I have now begun my semester studying abroad. Except for when I’ve had to participate in program-scheduled activities (picking classes, orientation etc.) I have had a great many hours of entirely unstructured time. Like most humans I do often enjoy the company of others and so I have certainly been getting to know the other international students as well as my host family and an interesting handful of native Argentines. But when I wake up on Friday and Saturday and Sunday (literally, every day this weekend) with nothing that I must do, I think to myself, I’ve made it. I’m here, this is what I’ve been waiting for. Enter, the flaneur.

I am in love with the idea of eschewing purpose, first in any location, as it matters not where you look but how, but with even more gusto in some place new and fantastic. Not that I have any problem with having guiding purpose in your day or life, as you would be idle to be without it. But so often, our purpose lends us spectacular clarity upon our destination and utter blindness to anything that might be even a degree off-course.

There is a nice parable that illustrates this idea, in which a rich man leads a crowd of people to see that he had laid out a trail of dollar bills on a sidewalk stretching as far as the eye could see. Immediately the crowd swarms, racing and elbowing each other to pick them up first. When they arrive, breathless, at the end of the trail, the rich man points so as to lift their gaze ever so slightly, to see that he had also hung hundred dollar bills from the trees on either side of the sidewalk.

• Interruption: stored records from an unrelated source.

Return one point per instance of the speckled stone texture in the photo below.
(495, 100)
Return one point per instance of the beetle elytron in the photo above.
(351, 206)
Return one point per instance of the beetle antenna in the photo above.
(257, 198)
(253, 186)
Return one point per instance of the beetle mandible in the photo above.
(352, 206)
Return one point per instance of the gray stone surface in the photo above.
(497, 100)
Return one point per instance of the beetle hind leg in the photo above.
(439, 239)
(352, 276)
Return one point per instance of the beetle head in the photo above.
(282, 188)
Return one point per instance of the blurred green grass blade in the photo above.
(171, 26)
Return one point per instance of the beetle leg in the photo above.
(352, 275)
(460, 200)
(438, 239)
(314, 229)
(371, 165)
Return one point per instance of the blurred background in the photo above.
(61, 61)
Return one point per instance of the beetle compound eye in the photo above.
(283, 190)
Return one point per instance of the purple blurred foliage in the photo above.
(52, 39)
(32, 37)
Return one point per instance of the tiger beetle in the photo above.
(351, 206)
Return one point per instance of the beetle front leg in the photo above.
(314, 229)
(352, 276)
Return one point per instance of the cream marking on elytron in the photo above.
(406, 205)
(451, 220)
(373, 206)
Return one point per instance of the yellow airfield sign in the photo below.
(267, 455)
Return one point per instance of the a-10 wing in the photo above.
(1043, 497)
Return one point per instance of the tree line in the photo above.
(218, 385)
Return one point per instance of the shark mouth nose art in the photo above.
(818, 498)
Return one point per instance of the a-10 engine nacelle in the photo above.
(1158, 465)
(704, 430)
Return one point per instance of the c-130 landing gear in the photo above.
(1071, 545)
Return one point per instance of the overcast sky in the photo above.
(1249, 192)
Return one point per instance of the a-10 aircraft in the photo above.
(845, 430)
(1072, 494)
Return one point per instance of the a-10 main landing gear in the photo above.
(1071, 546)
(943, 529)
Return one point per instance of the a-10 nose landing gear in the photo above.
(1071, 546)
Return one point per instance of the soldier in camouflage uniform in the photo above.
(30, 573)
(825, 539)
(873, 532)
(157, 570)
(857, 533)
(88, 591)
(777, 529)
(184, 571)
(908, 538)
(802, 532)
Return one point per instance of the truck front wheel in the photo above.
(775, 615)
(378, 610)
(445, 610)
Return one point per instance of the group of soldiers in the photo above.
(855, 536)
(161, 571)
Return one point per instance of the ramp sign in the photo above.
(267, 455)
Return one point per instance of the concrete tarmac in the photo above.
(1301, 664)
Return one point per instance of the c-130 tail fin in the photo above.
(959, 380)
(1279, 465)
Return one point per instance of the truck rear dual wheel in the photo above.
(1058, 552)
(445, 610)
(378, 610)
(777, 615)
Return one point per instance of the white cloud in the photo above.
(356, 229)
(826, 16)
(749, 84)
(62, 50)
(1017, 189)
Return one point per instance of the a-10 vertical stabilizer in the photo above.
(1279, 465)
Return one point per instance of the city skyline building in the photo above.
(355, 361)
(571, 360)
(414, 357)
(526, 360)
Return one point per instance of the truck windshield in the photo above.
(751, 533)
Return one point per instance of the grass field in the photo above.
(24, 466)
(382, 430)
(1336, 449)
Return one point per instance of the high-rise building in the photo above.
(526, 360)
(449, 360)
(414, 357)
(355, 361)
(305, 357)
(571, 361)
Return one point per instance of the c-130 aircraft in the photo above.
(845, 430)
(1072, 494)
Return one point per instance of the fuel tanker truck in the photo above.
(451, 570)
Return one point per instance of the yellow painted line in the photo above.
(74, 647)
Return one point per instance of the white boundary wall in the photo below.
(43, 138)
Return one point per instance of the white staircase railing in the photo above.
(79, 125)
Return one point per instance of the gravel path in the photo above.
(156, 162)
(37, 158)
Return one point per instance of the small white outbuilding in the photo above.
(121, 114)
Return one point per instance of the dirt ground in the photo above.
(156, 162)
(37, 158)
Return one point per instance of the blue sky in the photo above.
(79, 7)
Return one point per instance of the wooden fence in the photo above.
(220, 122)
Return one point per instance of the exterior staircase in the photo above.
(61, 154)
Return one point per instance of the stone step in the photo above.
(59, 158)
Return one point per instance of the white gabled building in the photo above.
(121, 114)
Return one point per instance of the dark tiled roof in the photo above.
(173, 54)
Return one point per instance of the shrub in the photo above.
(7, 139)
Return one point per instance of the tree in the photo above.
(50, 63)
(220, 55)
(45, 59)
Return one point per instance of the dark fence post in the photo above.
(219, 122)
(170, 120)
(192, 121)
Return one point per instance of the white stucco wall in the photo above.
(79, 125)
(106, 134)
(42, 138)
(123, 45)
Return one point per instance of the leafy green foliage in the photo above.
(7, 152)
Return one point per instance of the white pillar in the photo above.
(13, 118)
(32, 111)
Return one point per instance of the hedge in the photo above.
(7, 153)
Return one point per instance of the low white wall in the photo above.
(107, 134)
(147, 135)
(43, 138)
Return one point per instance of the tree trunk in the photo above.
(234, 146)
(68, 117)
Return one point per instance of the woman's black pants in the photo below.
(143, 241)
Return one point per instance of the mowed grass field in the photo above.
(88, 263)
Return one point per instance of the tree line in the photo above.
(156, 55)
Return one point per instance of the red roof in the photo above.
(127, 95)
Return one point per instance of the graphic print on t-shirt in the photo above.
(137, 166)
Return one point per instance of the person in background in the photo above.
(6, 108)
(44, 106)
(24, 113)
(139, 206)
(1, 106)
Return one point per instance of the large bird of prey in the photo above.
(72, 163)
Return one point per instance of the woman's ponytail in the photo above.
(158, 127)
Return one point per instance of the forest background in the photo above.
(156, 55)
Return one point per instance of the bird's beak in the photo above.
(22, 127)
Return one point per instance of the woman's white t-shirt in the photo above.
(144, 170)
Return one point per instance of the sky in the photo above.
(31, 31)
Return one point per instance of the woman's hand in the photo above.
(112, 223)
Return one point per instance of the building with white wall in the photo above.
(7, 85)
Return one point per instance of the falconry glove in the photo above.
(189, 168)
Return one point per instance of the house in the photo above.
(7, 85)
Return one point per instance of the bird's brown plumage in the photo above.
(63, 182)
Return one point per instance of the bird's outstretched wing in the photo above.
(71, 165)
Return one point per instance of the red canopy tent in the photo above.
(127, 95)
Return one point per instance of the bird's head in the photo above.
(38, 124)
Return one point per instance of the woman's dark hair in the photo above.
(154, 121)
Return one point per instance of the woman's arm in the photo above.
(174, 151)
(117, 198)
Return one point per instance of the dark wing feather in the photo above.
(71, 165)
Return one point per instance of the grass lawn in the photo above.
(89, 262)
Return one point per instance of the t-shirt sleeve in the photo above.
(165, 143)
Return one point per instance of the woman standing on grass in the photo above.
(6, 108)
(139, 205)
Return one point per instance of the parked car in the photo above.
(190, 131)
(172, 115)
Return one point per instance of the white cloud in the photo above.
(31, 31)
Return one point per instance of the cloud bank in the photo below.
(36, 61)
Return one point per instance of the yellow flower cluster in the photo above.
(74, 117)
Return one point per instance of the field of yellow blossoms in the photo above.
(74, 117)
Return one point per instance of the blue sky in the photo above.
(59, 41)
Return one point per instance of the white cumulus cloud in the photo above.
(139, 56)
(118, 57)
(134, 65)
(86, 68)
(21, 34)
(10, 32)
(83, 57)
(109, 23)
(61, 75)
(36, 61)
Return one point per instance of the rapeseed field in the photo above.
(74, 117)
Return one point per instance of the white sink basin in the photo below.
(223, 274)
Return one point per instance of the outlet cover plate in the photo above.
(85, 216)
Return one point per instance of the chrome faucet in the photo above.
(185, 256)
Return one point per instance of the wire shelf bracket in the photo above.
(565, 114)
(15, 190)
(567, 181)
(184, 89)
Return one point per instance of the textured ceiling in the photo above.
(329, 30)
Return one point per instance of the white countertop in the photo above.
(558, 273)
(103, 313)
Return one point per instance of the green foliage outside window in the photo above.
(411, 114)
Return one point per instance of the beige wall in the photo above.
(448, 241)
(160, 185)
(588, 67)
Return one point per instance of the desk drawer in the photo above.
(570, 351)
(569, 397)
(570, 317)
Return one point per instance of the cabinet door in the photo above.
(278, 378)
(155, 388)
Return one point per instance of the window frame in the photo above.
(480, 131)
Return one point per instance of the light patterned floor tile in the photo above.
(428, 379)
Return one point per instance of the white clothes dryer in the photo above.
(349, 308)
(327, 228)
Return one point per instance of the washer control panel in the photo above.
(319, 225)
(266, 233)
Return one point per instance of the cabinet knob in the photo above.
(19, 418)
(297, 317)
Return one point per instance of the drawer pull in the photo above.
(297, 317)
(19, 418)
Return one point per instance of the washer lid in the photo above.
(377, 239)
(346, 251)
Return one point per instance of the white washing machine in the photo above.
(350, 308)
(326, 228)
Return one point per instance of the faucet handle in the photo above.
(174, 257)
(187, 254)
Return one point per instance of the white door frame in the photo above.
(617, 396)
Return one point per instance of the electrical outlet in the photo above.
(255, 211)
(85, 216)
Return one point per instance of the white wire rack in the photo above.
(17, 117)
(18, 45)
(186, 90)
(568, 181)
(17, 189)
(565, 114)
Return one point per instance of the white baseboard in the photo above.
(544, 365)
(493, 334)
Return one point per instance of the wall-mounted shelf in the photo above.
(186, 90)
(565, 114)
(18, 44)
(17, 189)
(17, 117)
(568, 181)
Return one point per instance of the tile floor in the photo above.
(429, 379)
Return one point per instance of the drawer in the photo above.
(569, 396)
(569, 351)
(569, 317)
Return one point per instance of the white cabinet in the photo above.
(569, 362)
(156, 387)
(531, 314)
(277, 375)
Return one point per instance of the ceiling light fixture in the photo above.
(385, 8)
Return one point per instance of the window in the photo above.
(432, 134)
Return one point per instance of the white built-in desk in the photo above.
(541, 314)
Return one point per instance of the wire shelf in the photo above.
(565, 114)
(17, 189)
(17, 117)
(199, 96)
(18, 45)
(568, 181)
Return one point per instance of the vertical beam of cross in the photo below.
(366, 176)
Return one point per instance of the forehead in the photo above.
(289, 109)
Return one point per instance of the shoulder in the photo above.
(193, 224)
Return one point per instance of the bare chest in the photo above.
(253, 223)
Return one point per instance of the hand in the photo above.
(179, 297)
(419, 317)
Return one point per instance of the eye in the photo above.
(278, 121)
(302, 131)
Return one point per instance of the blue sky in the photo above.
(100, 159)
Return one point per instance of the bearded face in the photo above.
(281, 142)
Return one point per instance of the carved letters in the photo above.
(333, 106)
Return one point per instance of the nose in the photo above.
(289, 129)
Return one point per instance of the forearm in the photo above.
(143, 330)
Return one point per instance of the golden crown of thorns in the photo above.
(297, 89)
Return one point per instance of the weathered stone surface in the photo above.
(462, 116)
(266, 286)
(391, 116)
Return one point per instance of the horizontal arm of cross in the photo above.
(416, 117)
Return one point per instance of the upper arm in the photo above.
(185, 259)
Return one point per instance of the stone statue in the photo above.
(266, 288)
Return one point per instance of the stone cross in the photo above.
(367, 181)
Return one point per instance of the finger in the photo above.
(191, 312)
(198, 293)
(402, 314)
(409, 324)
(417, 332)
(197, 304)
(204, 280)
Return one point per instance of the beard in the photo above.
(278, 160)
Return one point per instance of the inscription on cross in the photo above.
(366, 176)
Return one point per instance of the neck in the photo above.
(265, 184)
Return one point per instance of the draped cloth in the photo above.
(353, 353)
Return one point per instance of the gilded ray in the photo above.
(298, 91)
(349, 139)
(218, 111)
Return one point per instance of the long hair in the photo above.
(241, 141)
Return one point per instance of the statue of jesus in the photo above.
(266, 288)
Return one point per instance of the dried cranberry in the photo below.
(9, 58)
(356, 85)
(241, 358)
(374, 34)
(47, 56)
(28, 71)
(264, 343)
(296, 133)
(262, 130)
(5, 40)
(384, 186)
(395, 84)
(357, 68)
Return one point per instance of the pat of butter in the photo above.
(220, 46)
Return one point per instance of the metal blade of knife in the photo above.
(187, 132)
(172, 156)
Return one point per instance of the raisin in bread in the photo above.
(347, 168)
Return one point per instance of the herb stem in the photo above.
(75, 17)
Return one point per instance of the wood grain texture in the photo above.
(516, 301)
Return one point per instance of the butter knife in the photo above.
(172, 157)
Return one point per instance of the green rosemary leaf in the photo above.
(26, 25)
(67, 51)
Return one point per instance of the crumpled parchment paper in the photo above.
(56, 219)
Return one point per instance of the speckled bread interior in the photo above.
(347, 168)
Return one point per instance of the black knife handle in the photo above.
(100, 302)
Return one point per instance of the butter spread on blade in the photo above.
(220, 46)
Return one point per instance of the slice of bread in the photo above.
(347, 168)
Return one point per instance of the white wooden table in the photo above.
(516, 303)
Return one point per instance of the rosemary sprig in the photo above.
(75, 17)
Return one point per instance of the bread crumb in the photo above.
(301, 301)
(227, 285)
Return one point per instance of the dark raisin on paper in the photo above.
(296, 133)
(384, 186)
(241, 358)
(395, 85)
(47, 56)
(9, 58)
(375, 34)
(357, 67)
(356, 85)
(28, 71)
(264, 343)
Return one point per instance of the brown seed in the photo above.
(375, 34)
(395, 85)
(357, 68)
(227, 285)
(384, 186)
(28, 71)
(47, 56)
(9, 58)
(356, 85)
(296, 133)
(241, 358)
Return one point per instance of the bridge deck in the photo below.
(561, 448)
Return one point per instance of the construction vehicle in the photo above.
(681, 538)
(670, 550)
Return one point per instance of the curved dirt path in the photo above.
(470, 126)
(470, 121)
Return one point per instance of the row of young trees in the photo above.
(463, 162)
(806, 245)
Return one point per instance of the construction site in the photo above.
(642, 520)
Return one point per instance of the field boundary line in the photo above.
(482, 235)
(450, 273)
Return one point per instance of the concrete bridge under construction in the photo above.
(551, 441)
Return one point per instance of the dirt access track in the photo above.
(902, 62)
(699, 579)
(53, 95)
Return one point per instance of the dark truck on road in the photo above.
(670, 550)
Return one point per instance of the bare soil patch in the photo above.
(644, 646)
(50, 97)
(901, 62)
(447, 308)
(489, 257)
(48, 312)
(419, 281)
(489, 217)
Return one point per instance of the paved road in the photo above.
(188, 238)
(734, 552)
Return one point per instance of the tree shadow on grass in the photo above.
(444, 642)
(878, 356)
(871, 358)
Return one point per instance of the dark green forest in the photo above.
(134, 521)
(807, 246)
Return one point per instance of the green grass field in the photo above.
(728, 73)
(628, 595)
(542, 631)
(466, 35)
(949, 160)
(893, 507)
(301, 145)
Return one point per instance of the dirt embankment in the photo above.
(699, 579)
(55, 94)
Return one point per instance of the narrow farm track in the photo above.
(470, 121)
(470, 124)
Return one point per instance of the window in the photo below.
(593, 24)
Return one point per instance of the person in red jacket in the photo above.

In the distance, not yet far from the starting line, a single man had noticed the hanging money and was about to climb the fourth tree.

To be alone in a crowd; to be one with its ebbs and flows, its conflict and resolution; to notice and admire each grand story as it marches past, mysterious forever; invisible (unless someone else is watching me, and then let them). Baudelaire looked to be one with the crowd. I look to be one part of it. A tiny part, scarily small, or perhaps the world is scarily large, and I’m still normal-sized. Perhaps I am enamored with this concept of relativity, that suddenly I’m not so important; I tire of placing myself on such a false pedestal, like why should I care so much about myself? I can answer this question only evolutionarily, and perhaps economically as I will likely someday contribute some value back from where I’ve taken it. But ethically, I am an arbitrary prince, my value arbited by fickle luck. In my selfishness I am disgusted. But I digress..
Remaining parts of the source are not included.